PULWAMA: It has been eighteen long years of “hell” but justice still eludes him. With each passing day, the thread of hope he has clung to is fading away. From a resolve to “take revenge” to “just passing the days”, his life has come a long way, he says. He lost both his eyes and right ear to an acid attack when he was 22 - the first of its kind in the Kashmir Valley.

Gulzar Ahmad Mir, 40 was a college student when he was attacked with acid on May 30, 2002 in Ratnipora, Pulwama, south Kashmir. The incident not only deformed his face but took away his dreams, and his family’s as well.

“I was smart,” he says, gently running his hand over his face. That day too, he had covered his face with his hands, but the damage was done by the time he was admitted to a local hospital by passers-by. He could feel his face burning all the way, shrieking in pain.

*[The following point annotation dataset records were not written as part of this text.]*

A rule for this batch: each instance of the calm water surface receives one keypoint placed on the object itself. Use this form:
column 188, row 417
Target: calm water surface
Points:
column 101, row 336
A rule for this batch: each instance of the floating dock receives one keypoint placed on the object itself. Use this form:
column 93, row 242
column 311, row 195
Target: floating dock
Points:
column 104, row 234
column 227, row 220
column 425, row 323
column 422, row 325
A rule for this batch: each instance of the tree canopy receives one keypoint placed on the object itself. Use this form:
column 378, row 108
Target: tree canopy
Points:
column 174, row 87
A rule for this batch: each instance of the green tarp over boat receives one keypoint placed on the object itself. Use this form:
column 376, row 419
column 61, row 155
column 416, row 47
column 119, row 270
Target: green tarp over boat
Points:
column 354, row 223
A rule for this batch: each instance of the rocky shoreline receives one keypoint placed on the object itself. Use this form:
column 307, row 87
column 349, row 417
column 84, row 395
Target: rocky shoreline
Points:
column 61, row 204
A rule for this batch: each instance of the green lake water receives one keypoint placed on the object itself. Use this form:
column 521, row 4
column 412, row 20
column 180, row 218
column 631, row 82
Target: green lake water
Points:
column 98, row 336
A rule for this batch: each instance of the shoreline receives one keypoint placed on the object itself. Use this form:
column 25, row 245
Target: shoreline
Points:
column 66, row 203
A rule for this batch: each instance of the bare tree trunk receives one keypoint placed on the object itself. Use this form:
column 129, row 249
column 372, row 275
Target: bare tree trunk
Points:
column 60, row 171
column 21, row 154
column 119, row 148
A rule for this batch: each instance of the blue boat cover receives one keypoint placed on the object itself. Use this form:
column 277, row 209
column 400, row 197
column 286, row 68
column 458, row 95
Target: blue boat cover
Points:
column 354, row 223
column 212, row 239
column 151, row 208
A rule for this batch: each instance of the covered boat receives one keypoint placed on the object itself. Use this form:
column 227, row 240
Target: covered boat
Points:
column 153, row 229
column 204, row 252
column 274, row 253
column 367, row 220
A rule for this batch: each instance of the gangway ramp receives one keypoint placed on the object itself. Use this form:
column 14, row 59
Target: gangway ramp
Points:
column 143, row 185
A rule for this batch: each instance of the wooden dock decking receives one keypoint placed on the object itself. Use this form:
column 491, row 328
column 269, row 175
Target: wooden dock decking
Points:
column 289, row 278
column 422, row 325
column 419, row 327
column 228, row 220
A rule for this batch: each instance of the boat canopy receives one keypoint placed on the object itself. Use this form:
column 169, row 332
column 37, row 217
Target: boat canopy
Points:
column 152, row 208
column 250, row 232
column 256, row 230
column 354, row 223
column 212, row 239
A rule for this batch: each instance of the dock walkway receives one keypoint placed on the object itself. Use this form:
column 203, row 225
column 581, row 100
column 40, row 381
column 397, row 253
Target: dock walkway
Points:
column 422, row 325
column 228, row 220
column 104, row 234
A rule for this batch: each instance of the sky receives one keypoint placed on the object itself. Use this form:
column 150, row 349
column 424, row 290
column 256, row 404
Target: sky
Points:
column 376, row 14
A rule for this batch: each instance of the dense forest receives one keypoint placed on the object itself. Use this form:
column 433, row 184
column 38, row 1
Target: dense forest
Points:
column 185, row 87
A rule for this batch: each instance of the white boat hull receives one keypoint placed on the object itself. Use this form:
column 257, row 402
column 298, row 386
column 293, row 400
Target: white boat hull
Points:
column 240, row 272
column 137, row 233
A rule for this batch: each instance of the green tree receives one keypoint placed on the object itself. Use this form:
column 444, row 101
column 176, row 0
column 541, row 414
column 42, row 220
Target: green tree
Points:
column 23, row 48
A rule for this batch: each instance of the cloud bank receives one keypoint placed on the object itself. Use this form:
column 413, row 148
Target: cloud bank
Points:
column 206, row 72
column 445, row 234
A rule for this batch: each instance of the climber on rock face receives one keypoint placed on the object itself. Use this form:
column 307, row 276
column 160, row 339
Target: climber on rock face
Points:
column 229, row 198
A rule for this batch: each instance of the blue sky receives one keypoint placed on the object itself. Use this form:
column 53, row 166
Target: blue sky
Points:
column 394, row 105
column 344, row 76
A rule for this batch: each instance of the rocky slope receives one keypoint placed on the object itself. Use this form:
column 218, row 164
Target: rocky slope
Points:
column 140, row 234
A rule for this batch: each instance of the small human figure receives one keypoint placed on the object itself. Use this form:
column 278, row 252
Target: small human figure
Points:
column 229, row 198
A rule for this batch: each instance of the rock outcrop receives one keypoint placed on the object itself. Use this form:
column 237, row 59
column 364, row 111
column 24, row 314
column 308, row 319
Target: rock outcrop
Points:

Once he was well, he decided, he would take revenge.

“I thought it would take me a few days in hospital, and then I will see them,” he says. He didn’t understand the extent of damage earlier on. With each passing day he would come to realise the consequences, which were “heartbreaking and life-changing”. Not only the physical damage to his face, but the psychological wounds that also took a heavy toll on members of his family.

These years have tired Mir. Hearing that his attackers are living a normal life, with jobs and marriages, torments him, he says.

“First they straightaway denied that they had done anything. Following a court case, all three of them, who I won’t forget for the rest of my life” were sentenced in 2015 to three years’ imprisonment, and ordered to pay Rs 3 lakh each to the victim for treatment. The J&K Legal Services Authority was directed to release Rs 3 lakh to him as compensation under the J&K Victim Compensation Scheme.

Following a stay order by the Srinagar High Court the case has been dragging on, seeping through whatever little hope he has been clinging to.

“Lately, they acknowledged it and want to pay a penalty” he says, but he no longer wants that. He was motivated to accept a penalty “by the elders” in the days following the attack. Now he wants the “criminal” label to stick to his attackers for the rest of their lives.

“To some extent, I will be happy if I get justice,” says Mir, adding however that the case has been running at a snail’s pace.

He hardly moves from the premises of his home now, which he has got used to navigating with time.

The last stroll he took that fateful evening, through the street that leads to the local market, is still etched in his memory. The attackers had been his classmates in school, and live hardly a mile from his home.

They had threatened him a few days earlier “not to talk to that girl.” He didn't give this much thought, believing that “he wasn't doing anything wrong”. But as fate would have it they did as they had promised, ruining his life.

“There was a misunderstanding, they thought I was wooing that girl, but I wasn’t,” he says, adding that one of his attackers “was in a relationship with that girl.”

Mir has been gaining weight, and suffers from frequent bouts of depression, for which he has been taking medicines continually. Often other ailments follow, draining whatever money his brother manages to earn from his business.

“No one has ever supported me, financially or otherwise, apart from the few hundreds that I get from the government for being disabled,” he says. “With that amount I can’t even buy cigarettes for a month.”

He remains dependent on his elder brother for everything, with whom he lives along with his mother. He spends time with his nieces, whose faces he caresses as we speak with him.

“When they aren’t here it’s difficult to pass time,” he says. Mir couldn’t marry - “Who will give his daughter to me?” - and says his father had tried to search for a girl for him, but died before his efforts bore fruit. From that day on, his son’s worries have only increased.

With proper counseling and rehabilitation, he feels his life could have been a bit better. His visits to shrines and faith-healers have been futile. Barring a few instances of students visiting him for their work, no NGO or volunteers have approached or visited him.

He is oblivious to the story of Laxmi or the making of a film on her. He hasn’t tried to connect with other acid attack victims in the Valley so they can press for their rehabilitation and treatment costs collectively.

Mir was first admitted to the Sher-e Kashmir Institute of Medical Sciences in Srinagar following the attack, but in the absence of specialised treatment he was shifted first to AIIMS in Delhi and later to Hyderabad for a coronary transplant.

Following that, in 2004, “I could see something, identify people and offer prayers,” he says. His elder brother helped him set up a small shop in the locality. But that didn't last long, as after only a year he lost his eyesight again.

With that he was restricted to his home, which continues till today, nearly 18 years after the unfortunate incident.